Ernie Rosteck
- Rosteck, 1947

Profile
- Position: Center

Personal information
- Born: May 12, 1922 Detroit, Michigan, U.S.
- Died: March 1, 1986 (aged 63) Waterloo, Iowa, U.S.
- Listed height: 6 ft 1 in (1.85 m)
- Listed weight: 218 lb (99 kg)

Career information
- High school: Southeastern (MI)

Career history
- Detroit Lions (1943–1944); Los Angeles Bulldogs (1945–1946); Paterson Panthers (1947);

Career statistics
- Games: 10
- Stats at Pro Football Reference

= Ernie Rosteck =

American football player (1922–1986)

Ernest W. Rosteck (May 12, 1922 – March 1, 1986) was an American football player.

Rosteck was born in Detroit in 1922. He attended Detroit's Southeastern High School.

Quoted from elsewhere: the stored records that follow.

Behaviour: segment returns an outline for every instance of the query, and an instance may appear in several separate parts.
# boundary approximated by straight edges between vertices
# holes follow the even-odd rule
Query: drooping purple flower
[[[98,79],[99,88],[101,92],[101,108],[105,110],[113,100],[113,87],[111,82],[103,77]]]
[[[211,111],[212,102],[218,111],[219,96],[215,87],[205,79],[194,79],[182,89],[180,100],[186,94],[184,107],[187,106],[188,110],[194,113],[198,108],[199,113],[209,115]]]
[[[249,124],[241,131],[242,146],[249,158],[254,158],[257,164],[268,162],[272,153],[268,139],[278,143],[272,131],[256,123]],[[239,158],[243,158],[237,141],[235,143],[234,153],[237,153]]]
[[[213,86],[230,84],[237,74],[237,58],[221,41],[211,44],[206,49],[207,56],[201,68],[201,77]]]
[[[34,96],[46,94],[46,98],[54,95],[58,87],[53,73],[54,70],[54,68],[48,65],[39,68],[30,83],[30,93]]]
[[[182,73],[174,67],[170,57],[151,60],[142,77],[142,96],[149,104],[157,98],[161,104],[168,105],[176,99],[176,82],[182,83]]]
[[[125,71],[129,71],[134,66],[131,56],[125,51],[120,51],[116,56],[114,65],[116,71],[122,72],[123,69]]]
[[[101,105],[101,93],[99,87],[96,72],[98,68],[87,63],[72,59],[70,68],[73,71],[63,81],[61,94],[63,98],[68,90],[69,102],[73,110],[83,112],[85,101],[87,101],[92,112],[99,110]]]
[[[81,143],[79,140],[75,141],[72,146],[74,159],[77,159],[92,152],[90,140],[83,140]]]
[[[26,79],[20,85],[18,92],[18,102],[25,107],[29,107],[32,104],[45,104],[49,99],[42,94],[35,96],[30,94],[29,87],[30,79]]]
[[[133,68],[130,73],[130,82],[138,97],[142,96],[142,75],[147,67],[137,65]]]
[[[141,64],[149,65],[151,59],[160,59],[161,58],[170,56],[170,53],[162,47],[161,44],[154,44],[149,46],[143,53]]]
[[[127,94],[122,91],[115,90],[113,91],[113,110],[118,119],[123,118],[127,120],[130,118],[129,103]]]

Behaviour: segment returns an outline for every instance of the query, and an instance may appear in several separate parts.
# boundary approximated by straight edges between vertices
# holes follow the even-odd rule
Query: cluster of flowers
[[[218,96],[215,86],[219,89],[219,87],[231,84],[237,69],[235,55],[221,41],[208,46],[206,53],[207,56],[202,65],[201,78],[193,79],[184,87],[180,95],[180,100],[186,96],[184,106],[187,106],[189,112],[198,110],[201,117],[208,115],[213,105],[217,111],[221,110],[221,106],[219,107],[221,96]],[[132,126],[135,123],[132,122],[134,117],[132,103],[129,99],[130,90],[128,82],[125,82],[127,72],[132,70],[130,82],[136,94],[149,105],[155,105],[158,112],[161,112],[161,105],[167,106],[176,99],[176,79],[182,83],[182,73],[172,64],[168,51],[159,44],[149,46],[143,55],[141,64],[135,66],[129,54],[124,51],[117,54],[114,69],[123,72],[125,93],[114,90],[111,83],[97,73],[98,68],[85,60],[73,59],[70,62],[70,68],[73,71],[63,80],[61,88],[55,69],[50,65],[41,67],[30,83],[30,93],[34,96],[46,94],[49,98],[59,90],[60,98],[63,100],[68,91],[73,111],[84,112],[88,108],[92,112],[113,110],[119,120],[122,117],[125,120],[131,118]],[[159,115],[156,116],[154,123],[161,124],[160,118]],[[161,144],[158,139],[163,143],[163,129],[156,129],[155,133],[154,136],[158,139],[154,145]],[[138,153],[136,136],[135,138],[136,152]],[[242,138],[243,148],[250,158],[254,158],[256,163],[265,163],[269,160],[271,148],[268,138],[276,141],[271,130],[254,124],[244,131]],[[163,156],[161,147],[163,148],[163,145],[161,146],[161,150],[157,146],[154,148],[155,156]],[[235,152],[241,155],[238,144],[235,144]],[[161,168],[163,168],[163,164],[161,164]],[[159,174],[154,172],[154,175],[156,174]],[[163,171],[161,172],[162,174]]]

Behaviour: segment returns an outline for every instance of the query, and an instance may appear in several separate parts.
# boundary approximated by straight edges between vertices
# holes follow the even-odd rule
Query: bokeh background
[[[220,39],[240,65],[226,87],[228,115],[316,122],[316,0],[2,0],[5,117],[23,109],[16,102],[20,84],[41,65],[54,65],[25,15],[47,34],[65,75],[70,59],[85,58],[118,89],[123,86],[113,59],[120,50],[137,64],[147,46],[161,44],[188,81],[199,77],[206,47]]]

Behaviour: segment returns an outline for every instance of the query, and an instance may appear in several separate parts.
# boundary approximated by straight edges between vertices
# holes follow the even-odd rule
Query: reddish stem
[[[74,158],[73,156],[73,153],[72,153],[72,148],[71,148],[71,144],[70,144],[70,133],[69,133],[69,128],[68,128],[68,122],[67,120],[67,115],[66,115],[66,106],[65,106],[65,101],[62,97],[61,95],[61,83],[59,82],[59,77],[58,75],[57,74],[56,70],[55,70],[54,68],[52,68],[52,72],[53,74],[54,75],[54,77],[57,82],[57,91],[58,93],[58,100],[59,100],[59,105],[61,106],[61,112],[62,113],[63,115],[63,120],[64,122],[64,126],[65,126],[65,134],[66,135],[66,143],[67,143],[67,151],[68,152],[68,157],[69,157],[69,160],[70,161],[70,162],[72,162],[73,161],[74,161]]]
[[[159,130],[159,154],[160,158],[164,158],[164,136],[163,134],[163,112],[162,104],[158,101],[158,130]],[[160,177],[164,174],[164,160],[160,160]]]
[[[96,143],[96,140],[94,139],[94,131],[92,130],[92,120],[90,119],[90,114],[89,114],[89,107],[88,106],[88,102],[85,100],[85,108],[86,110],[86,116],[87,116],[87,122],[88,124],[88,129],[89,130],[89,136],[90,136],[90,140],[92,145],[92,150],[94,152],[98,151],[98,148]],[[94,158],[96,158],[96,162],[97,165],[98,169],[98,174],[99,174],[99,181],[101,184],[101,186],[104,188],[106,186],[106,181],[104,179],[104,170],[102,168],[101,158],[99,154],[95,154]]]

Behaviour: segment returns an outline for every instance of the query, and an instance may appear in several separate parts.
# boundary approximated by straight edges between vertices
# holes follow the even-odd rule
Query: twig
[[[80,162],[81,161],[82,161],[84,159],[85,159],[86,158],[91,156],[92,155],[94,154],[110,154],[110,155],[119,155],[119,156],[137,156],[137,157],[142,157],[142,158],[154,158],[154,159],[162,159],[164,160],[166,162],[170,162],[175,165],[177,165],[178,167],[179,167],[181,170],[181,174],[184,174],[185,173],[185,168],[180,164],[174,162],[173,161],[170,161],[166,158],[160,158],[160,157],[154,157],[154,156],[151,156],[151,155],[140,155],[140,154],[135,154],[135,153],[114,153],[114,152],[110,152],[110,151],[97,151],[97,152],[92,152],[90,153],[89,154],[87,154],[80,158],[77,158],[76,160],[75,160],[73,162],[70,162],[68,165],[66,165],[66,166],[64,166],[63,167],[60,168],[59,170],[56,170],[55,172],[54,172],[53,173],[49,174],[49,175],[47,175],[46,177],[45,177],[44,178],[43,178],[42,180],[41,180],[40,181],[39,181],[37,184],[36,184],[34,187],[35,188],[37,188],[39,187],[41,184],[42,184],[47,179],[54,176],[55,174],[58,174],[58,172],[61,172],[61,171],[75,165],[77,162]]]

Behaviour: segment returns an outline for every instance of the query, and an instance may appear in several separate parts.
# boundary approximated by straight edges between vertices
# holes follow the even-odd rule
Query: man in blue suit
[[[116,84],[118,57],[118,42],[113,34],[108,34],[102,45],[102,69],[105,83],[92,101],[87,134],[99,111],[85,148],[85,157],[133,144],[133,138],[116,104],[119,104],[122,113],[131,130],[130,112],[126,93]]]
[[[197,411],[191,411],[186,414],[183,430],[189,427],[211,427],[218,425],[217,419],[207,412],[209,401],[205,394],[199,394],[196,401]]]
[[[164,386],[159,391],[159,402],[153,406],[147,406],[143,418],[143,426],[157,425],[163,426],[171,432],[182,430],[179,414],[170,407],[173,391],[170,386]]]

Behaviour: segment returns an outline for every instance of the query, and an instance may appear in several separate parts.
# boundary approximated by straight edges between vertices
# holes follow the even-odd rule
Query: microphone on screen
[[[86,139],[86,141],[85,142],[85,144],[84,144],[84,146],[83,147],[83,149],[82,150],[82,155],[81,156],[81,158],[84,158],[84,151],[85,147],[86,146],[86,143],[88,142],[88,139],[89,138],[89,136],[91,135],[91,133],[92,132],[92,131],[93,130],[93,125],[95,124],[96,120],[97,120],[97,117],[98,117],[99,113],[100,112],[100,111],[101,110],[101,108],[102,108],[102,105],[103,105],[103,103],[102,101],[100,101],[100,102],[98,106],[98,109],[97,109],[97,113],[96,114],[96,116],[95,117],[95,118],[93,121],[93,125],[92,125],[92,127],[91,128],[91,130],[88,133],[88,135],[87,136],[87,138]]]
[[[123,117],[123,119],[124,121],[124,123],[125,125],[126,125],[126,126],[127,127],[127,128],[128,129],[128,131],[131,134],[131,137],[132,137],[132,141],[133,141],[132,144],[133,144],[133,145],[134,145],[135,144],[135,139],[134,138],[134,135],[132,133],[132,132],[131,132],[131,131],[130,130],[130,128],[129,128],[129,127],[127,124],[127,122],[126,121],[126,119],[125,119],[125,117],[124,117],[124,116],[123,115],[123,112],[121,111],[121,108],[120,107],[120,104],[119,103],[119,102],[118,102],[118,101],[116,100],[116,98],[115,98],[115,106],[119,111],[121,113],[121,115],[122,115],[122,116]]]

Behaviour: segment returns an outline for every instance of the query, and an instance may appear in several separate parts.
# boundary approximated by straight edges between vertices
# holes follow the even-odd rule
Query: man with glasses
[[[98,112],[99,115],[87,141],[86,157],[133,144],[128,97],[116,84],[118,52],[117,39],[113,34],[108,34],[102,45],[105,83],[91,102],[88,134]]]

He played professional football in the National Football League (NFL) as a center for the Detroit Lions. He appeared in 10 NFL games during the 1943 and 1944 seasons. He was released by the Lions in September 1945. He also played professional football for the Los Angeles Bulldogs of the Pacific Coast Football League in 1945 and 1946 and the Patterson Panthers in 1947.

He later worked for John Deere as a machinist. He died of an apparent cardiac arrest in 1986 at Allen Memorial Hospital in Waterloo, Iowa.